JICA Ogata Sadako Research Institute for Peace and Development (JICA Ogata Research Institute) Executive Director Takahara Akio, Visiting Fellow Kitano Naohiro (professor at Waseda University), Research Fellow Asada Ray, and Research Officer Imai Natsuko traveled to Zambia and South Africa from Feb. 20 to 27, 2023, as part of the research project "The New Dynamics of Peace and Development in the Indo-Pacific: How Countries in the Region Proactively Interact with China."

JICA Ogata Research Institute researchers visited Zambia and South Africa as part of their research project

This study attends to the relational dynamics between China and smaller states in the Indo-Pacific region, which are becoming increasingly geopolitically important in the context of China’s ascendance as a world power. It aims to identify the domestic and international factors influencing bilateral relations, focusing on the agency of the smaller states. The seven countries selected for case studies are the Philippines, Laos, Sri Lanka, Bangladesh, Uzbekistan, Serbia, and Zambia.

Zambia has evolved as a peaceful nation since its independence in 1964, not experiencing civil war, or conflict with its neighboring countries. However, the international community imposed an economic blockade in 1965 against the racist policies of its neighbor, the Republic of Rhodesia. Thus, copper ore exports became impossible across the region and Zambia plunged into an economic crisis. Subsequently, the country surmounted the difficult circumstances after the TAZARA Railway was inaugurated in 1976, connecting Zambia to Tanzania. China supported the construction of this railway, laying the foundations of the prevailing bilateral relationship between Zambia and China. The two countries strengthened collaborations, and China became Zambia’s largest creditor. However, Zambia defaulted on its debt in November 2020. Debt restructuring negotiations began in August 2022 with China's participation after the presidential election in August 2021, when the government of Zambia changed hands. However, the current administration is also attempting to build good relations with the United States and co-hosted the Summit for Democracy in March 2023.

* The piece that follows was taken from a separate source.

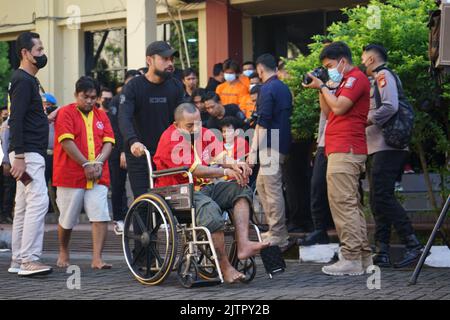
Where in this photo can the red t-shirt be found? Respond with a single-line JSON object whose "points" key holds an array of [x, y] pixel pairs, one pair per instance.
{"points": [[89, 134], [240, 150], [175, 151], [347, 133]]}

In this context, the JICA Ogata Research Institute research team exchanged views with the Zambian Ministry of Finance, the Ministry of Mines and Mineral Development, the Ministry of Housing and Infrastructure Development, the Chamber of Commerce, the Japanese Embassies in Zambia and South Africa, the USAID (U.S. Agency for International Development) office in Zambia, as well as the JETRO office and Standard Bank research department based in South Africa to holistically encompass the region.

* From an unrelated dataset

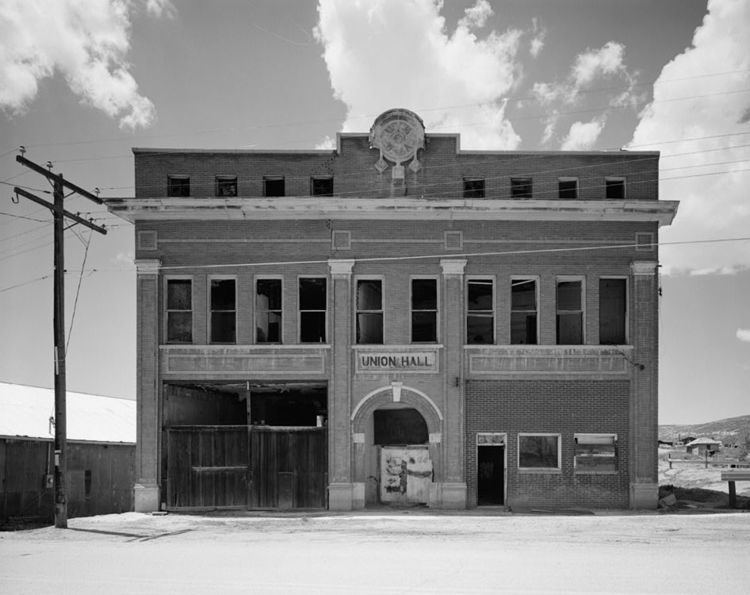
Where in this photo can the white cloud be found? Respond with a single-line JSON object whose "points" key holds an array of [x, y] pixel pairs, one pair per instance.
{"points": [[701, 97], [86, 41], [382, 54]]}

The team observed a close combination of domestic politics and economic development factors in Zambia and the U.S.-China relationship. The former president of Zambia actively accepted infrastructure assistance from China but the debt ballooned and the general population became increasingly dissatisfied because it was forced to survive amidst considerable difficulties. This discontent resulted in a government change in the 2021 presidential election. Considering the fact that the current president, the leader of the opposition party for many years, was democratically elected, and Zambia voted for the UN resolution against Ukraine invasion in March 2022, the U.S. is now willing to strengthen cooperation with the current administration. However, the current president's approach of prioritizing negotiations for the resolution of the debt problem with the so-called Western camp including the UN, the IMF, the World Bank, and the U.S. has evoked concerns in opposition parties about deteriorating bilateral relations with China. It is crucial to maintain scrutiny of Zambia’s foreign policies toward major powers. The results of the study will be compiled into a paper to be published in Japanese Fiscal Year 2023.